Athletics Women's 100m Hurdles

Athletics Women's Heptathlon

Athletics Women's Long Jump

 

Glynis's Story

1960 -

Glynis Nunn is the only Australian to have won an Olympic multi-discipline athletics event. In the boycott-affected 1984 Olympic Games in Los Angeles, at which the five-event pentathlon was replaced by the seven-event heptathlon, she defeated the great American Jacqueline Joyner (later Joyner-Kersee) by three points. Nunn quit her job as a physical education teacher a year before the Games, after finishing seventh in the world heptathlon championship in Helsinki. The placegetters then were three East German women, all of them subsidised by the state to devote their time to athletic preparation. For three months afterwards Nunn went on the dole, which served as an unconventional equivalent to the East German scheme, allowing her to train without the distraction of having to earn a living. She felt uncomfortable, though – “I’m not a dole kind of person.” – and found a part-time job in a sports goods store. By Games-time she was 24, and had competed in athletics since the age of nine.

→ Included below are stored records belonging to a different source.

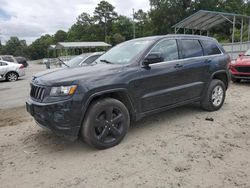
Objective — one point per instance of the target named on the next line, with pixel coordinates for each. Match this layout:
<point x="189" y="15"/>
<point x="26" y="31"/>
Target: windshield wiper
<point x="106" y="61"/>
<point x="63" y="62"/>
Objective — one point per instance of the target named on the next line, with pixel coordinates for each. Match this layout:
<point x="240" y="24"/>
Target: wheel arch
<point x="223" y="76"/>
<point x="119" y="94"/>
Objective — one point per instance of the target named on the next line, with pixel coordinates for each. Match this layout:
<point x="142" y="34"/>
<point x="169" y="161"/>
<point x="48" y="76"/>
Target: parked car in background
<point x="132" y="80"/>
<point x="22" y="60"/>
<point x="11" y="71"/>
<point x="8" y="58"/>
<point x="240" y="68"/>
<point x="83" y="59"/>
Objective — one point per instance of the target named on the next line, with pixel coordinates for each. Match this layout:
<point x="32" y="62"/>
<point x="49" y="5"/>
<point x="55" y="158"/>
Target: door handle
<point x="208" y="60"/>
<point x="178" y="66"/>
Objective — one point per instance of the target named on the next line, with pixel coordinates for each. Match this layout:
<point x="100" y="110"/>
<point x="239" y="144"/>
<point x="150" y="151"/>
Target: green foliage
<point x="159" y="20"/>
<point x="15" y="47"/>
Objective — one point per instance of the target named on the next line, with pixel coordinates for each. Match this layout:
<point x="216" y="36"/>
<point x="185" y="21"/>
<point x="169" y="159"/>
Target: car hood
<point x="243" y="61"/>
<point x="68" y="75"/>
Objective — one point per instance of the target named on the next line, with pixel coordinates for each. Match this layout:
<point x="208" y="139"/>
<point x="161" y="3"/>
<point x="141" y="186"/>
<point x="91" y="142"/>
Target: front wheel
<point x="106" y="123"/>
<point x="11" y="77"/>
<point x="215" y="96"/>
<point x="236" y="80"/>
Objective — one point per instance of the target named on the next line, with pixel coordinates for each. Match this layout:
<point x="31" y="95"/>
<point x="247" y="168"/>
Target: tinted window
<point x="3" y="64"/>
<point x="90" y="59"/>
<point x="190" y="48"/>
<point x="9" y="59"/>
<point x="168" y="49"/>
<point x="210" y="47"/>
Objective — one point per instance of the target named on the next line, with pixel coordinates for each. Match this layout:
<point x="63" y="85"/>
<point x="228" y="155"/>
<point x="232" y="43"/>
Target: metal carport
<point x="204" y="20"/>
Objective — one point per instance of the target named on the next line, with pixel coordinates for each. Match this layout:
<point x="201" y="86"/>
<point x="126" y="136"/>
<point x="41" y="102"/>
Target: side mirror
<point x="241" y="54"/>
<point x="153" y="58"/>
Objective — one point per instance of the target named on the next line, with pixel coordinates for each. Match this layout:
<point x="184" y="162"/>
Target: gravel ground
<point x="177" y="148"/>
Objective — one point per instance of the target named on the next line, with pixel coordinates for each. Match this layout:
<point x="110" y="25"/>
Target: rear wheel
<point x="106" y="123"/>
<point x="236" y="80"/>
<point x="215" y="96"/>
<point x="12" y="77"/>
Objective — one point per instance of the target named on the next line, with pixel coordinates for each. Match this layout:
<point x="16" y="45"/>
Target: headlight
<point x="233" y="62"/>
<point x="63" y="90"/>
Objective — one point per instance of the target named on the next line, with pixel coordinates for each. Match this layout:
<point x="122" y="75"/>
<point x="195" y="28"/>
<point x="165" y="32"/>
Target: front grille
<point x="243" y="69"/>
<point x="37" y="92"/>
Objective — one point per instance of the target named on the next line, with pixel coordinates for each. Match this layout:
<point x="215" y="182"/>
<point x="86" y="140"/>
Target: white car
<point x="11" y="71"/>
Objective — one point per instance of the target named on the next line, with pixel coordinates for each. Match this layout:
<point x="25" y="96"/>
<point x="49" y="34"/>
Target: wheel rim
<point x="217" y="96"/>
<point x="109" y="125"/>
<point x="12" y="77"/>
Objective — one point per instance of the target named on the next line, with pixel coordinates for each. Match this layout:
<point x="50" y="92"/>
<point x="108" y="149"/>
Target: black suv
<point x="132" y="80"/>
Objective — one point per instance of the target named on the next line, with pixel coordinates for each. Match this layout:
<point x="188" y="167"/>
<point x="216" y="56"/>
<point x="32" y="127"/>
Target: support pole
<point x="241" y="33"/>
<point x="248" y="34"/>
<point x="233" y="38"/>
<point x="134" y="23"/>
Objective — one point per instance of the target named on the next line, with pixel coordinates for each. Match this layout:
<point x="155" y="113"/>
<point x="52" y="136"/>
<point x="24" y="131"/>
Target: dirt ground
<point x="177" y="148"/>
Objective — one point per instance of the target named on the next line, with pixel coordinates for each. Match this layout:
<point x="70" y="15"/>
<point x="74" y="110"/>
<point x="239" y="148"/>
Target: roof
<point x="205" y="20"/>
<point x="67" y="45"/>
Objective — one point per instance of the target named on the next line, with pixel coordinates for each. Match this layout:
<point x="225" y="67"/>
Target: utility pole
<point x="134" y="23"/>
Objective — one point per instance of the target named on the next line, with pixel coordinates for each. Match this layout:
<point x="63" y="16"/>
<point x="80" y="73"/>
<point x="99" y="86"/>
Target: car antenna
<point x="63" y="62"/>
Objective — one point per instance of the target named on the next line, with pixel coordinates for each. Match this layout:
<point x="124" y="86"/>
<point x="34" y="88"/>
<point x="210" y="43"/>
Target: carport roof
<point x="68" y="45"/>
<point x="205" y="20"/>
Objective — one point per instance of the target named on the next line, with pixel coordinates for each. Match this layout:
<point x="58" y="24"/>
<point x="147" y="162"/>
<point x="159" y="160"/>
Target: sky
<point x="29" y="19"/>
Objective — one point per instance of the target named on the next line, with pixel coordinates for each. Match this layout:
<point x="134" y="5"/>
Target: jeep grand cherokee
<point x="132" y="80"/>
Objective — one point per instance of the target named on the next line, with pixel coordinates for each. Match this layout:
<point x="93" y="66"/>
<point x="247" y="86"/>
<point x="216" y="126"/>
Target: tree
<point x="38" y="49"/>
<point x="104" y="15"/>
<point x="85" y="19"/>
<point x="15" y="47"/>
<point x="60" y="36"/>
<point x="118" y="38"/>
<point x="143" y="25"/>
<point x="124" y="26"/>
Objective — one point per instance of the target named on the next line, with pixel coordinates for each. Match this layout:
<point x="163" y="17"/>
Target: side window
<point x="90" y="60"/>
<point x="190" y="48"/>
<point x="210" y="47"/>
<point x="9" y="59"/>
<point x="168" y="49"/>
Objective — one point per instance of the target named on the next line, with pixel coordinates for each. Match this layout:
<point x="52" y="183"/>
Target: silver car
<point x="11" y="71"/>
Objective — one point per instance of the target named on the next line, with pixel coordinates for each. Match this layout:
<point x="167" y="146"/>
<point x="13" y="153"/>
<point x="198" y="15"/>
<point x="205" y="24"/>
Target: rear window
<point x="7" y="58"/>
<point x="210" y="47"/>
<point x="190" y="48"/>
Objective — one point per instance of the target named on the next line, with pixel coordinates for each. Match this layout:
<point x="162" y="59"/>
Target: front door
<point x="172" y="81"/>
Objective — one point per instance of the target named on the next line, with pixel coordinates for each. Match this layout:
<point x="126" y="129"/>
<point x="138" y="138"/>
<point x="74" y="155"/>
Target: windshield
<point x="125" y="52"/>
<point x="76" y="61"/>
<point x="247" y="53"/>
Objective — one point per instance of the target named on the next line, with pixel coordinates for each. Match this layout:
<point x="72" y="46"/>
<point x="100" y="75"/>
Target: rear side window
<point x="190" y="48"/>
<point x="9" y="59"/>
<point x="210" y="47"/>
<point x="90" y="59"/>
<point x="168" y="49"/>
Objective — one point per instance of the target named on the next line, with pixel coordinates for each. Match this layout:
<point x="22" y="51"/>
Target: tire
<point x="106" y="123"/>
<point x="236" y="80"/>
<point x="12" y="77"/>
<point x="215" y="96"/>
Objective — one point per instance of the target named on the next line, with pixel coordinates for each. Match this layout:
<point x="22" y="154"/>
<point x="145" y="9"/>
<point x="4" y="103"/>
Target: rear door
<point x="193" y="68"/>
<point x="3" y="68"/>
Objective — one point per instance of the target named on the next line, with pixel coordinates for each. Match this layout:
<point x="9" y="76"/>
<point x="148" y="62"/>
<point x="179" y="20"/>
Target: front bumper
<point x="63" y="118"/>
<point x="237" y="75"/>
<point x="21" y="72"/>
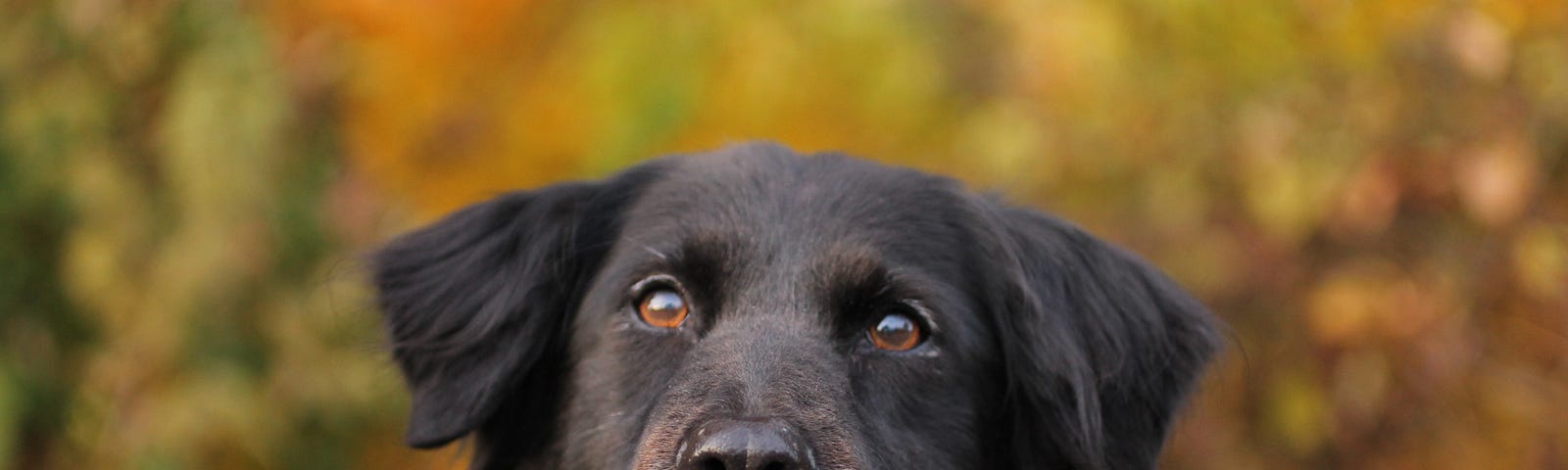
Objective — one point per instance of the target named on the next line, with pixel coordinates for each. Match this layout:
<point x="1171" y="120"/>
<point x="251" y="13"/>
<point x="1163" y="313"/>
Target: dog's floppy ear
<point x="475" y="303"/>
<point x="1098" y="347"/>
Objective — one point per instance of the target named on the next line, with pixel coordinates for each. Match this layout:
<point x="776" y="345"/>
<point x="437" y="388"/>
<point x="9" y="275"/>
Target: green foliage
<point x="1374" y="195"/>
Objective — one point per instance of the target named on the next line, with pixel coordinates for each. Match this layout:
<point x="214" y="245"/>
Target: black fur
<point x="514" y="321"/>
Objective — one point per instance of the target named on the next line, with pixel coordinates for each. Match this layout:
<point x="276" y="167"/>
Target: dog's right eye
<point x="662" y="307"/>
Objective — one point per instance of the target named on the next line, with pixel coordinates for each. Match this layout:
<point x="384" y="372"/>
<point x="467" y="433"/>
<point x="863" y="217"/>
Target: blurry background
<point x="1374" y="195"/>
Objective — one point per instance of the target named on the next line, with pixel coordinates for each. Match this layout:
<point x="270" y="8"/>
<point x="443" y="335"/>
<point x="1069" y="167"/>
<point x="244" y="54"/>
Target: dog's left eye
<point x="896" y="333"/>
<point x="662" y="307"/>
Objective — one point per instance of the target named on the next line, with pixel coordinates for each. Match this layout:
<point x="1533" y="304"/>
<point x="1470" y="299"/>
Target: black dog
<point x="760" y="309"/>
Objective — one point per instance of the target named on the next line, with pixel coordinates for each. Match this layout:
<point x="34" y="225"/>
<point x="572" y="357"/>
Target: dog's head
<point x="758" y="309"/>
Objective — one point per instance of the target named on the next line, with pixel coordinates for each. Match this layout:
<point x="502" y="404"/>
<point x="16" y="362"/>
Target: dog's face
<point x="758" y="309"/>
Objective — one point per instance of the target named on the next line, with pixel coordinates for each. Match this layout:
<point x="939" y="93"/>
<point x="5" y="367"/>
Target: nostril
<point x="744" y="446"/>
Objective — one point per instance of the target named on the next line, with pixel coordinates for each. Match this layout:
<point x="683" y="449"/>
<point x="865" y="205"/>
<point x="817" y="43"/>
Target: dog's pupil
<point x="663" y="307"/>
<point x="896" y="333"/>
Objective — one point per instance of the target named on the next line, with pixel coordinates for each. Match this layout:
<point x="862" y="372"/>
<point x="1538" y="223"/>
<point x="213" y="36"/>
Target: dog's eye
<point x="896" y="333"/>
<point x="662" y="307"/>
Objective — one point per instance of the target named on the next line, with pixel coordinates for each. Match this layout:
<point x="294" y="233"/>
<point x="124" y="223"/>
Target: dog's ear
<point x="1098" y="347"/>
<point x="475" y="305"/>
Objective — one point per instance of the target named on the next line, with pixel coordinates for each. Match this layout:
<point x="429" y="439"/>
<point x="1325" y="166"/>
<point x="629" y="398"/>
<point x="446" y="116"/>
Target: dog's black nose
<point x="745" y="446"/>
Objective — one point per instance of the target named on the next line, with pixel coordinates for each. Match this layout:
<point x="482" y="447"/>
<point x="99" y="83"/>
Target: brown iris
<point x="662" y="307"/>
<point x="896" y="333"/>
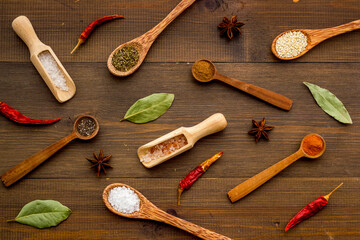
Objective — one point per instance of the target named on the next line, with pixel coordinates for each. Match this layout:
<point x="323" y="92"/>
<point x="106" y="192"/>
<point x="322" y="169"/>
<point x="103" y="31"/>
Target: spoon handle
<point x="161" y="216"/>
<point x="24" y="29"/>
<point x="26" y="166"/>
<point x="271" y="97"/>
<point x="214" y="123"/>
<point x="152" y="34"/>
<point x="256" y="181"/>
<point x="319" y="35"/>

The turning point of the 1984 heptathlon was the long jump, normally Joyner’s great strength. But after fouling two attempts, she lunged into her final jump from well behind the take-off board, scoring disappointingly. By the final 800m event, Joyner was leading the field, but vulnerable. When Nunn beat her by 2.46 seconds in that race, it meant the Australian had scraped in for a remarkable victory. Nunn also finished seventh in the long jump and fifth in the 100m hurdles. Joyner went on to win the 1988 and 1992 Olympic heptathlon gold medals, plus the long jump in 1988.